This set of nine postcards celebrates the 60th anniversary of the first publication of Anna Akhmatova's "Requiem," an iconic text of the Stalin era. Composed as separate poems over the course of two decades since the mid-1930s but never committed to paper until 1962, when it became a cycle, "Requiem" was submitted to the Soviet journal Novyi Mir (after the publication of Alexander Solzhenitsyn's One Day in the Life of Ivan Denisovich), but was rejected. The manuscript was then smuggled out abroad and published in the original Russian in 1963 in Munich. It was translated into numerous foreign languages, nine of which are featured in this set of postcards made from the original book covers:
- Anna Akhmatova. Requiem. Munich: Tovarishchestvo zarubezhnykh pisatelei, 1963.
- Anna Akhmatova. Requiem. Tr. into Czech by Robert Vlach. Cover by Vojtěch Jirků. Rome: P.U.G., 1964.
- Anna Akhmatova. Requiem. Tr. into German by Mary von Holbeck. Frankfurt am Main: Possev, 1964.
- Anna Akhmatova. Requiem. Tr. into French, with a preface by Paul Valet. Paris: Les Éditions de Minuit, 1966.

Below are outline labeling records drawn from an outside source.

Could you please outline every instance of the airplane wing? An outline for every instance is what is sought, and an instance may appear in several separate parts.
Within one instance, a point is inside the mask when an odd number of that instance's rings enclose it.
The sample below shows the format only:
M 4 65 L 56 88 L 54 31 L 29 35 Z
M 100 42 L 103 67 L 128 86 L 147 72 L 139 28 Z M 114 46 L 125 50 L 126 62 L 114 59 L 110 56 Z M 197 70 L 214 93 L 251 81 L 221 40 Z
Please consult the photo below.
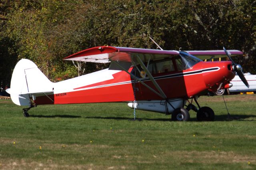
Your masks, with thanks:
M 186 51 L 202 60 L 227 57 L 227 55 L 224 50 Z M 231 56 L 243 55 L 242 52 L 238 50 L 228 50 L 228 52 Z
M 236 50 L 228 50 L 231 55 L 242 55 L 242 51 Z M 186 51 L 190 54 L 201 59 L 214 57 L 226 57 L 224 50 Z M 111 60 L 131 62 L 134 56 L 139 57 L 143 62 L 149 59 L 154 60 L 164 59 L 170 55 L 178 55 L 180 52 L 175 50 L 160 50 L 142 48 L 102 46 L 89 48 L 78 52 L 64 58 L 66 60 L 107 63 Z
M 143 62 L 150 60 L 160 59 L 172 55 L 178 55 L 175 50 L 160 50 L 142 48 L 115 47 L 110 46 L 96 47 L 82 51 L 65 58 L 66 60 L 107 63 L 110 59 L 116 61 L 131 62 L 132 57 L 136 55 Z
M 225 55 L 224 50 L 217 51 L 186 51 L 191 55 L 201 56 L 209 56 Z M 230 55 L 242 54 L 237 50 L 229 50 Z M 239 51 L 239 52 L 238 52 Z M 147 66 L 144 64 L 152 60 L 164 59 L 171 56 L 178 55 L 180 52 L 175 50 L 160 50 L 158 49 L 145 49 L 141 48 L 115 47 L 109 46 L 96 47 L 78 52 L 64 59 L 66 60 L 80 61 L 92 62 L 99 63 L 107 63 L 111 62 L 109 69 L 123 70 L 130 75 L 134 80 L 139 81 L 150 90 L 161 97 L 166 99 L 166 96 L 158 85 L 154 78 L 148 69 Z M 151 87 L 146 84 L 141 79 L 128 71 L 129 68 L 133 64 L 137 67 L 140 64 L 146 72 L 155 87 L 156 91 Z

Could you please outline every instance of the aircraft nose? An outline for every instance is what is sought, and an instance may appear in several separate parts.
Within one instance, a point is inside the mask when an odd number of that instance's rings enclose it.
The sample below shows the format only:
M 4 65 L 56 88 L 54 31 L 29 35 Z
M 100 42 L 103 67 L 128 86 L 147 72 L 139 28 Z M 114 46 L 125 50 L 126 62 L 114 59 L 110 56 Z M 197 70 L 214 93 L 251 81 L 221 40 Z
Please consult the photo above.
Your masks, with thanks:
M 203 73 L 205 85 L 209 89 L 218 86 L 222 83 L 224 85 L 229 83 L 235 75 L 232 69 L 232 63 L 230 61 L 206 62 L 203 67 L 204 70 L 212 68 L 212 71 Z

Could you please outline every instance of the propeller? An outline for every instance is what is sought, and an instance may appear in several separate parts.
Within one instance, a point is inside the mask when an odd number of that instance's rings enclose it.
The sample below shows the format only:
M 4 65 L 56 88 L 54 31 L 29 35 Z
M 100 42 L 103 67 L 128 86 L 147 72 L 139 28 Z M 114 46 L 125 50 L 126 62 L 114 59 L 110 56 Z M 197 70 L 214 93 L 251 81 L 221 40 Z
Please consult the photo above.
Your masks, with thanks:
M 230 53 L 229 53 L 229 52 L 228 52 L 227 50 L 226 50 L 226 49 L 224 47 L 223 47 L 223 49 L 224 50 L 224 51 L 225 51 L 226 54 L 228 56 L 228 57 L 229 59 L 232 62 L 232 63 L 233 63 L 232 68 L 233 70 L 236 72 L 236 73 L 237 73 L 237 75 L 238 75 L 240 79 L 241 79 L 242 80 L 243 83 L 244 83 L 244 85 L 246 85 L 247 87 L 249 88 L 249 84 L 248 84 L 248 82 L 247 82 L 247 81 L 246 80 L 245 77 L 244 77 L 244 74 L 243 74 L 243 73 L 242 73 L 242 66 L 240 64 L 236 64 L 234 62 L 234 61 L 233 61 L 233 60 L 231 58 L 231 57 L 230 55 Z

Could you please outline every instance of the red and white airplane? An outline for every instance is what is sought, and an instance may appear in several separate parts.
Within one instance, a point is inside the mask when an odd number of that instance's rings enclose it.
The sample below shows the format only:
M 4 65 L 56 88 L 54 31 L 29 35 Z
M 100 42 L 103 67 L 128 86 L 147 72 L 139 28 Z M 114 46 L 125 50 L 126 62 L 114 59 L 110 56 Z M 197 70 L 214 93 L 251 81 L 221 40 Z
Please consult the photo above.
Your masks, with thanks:
M 204 62 L 194 56 L 226 55 L 231 61 Z M 208 90 L 230 87 L 235 72 L 243 79 L 241 66 L 230 56 L 241 55 L 240 51 L 225 49 L 184 51 L 96 47 L 64 59 L 111 62 L 108 69 L 52 83 L 33 62 L 22 59 L 6 91 L 16 104 L 29 106 L 23 109 L 25 117 L 29 116 L 29 109 L 41 105 L 126 102 L 132 108 L 171 114 L 173 121 L 188 120 L 190 109 L 197 112 L 198 121 L 213 121 L 213 111 L 201 107 L 197 99 Z

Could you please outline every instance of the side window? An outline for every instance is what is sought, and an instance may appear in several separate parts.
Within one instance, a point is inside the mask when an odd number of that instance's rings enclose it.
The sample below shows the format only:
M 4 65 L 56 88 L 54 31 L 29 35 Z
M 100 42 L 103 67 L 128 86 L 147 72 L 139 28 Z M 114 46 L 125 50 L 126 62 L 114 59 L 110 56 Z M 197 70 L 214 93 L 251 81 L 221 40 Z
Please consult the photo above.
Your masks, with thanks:
M 168 60 L 156 63 L 158 69 L 158 73 L 165 73 L 174 70 L 172 60 Z
M 152 74 L 166 73 L 175 70 L 172 60 L 170 58 L 153 61 L 150 63 L 148 69 Z
M 178 71 L 182 71 L 185 69 L 180 57 L 176 59 L 175 61 L 176 61 L 176 65 L 177 65 Z

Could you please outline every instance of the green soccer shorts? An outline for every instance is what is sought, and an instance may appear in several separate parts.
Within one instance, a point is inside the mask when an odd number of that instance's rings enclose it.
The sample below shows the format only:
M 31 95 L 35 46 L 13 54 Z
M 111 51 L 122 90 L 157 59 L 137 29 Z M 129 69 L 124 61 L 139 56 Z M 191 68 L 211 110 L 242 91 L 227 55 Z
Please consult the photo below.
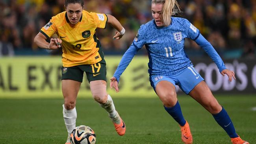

- Anna Akhmatova. Requiem. Tr. into Spanish, with a foreword by Aquilino Duque. Barcelona: El Bardo, 1967.
- Anna Akhmatova. Requiem. Tr. into Estonian by Marie Under, with an introduction by Alexis Rannit, and with an epilogue by Francois Mauriac. Washington D.C.: Inter-Language Literary Associates, 1967.
- Anna Akhmatova. Requiem. Tr. into Latvian, with an introduction by Pēteris Aigars, and with an epilogue by François Mauriac. [Washington D.C.]: Inter-Language Literary Associates, 1968.
- Anna Akhmatova. Requiem. Tr. into Ukrainian by Borys Oleksandriv. Cover by Myron Levitsky. [Munich]: Suchasnist, 1973.
- Anna Akhmatova. Requiem. Tr. into Hebrew, with a foreword by Ezra Zussman. [Tel Aviv: Eked], 1973.
Designed by Evgenia Chernoshchechkina.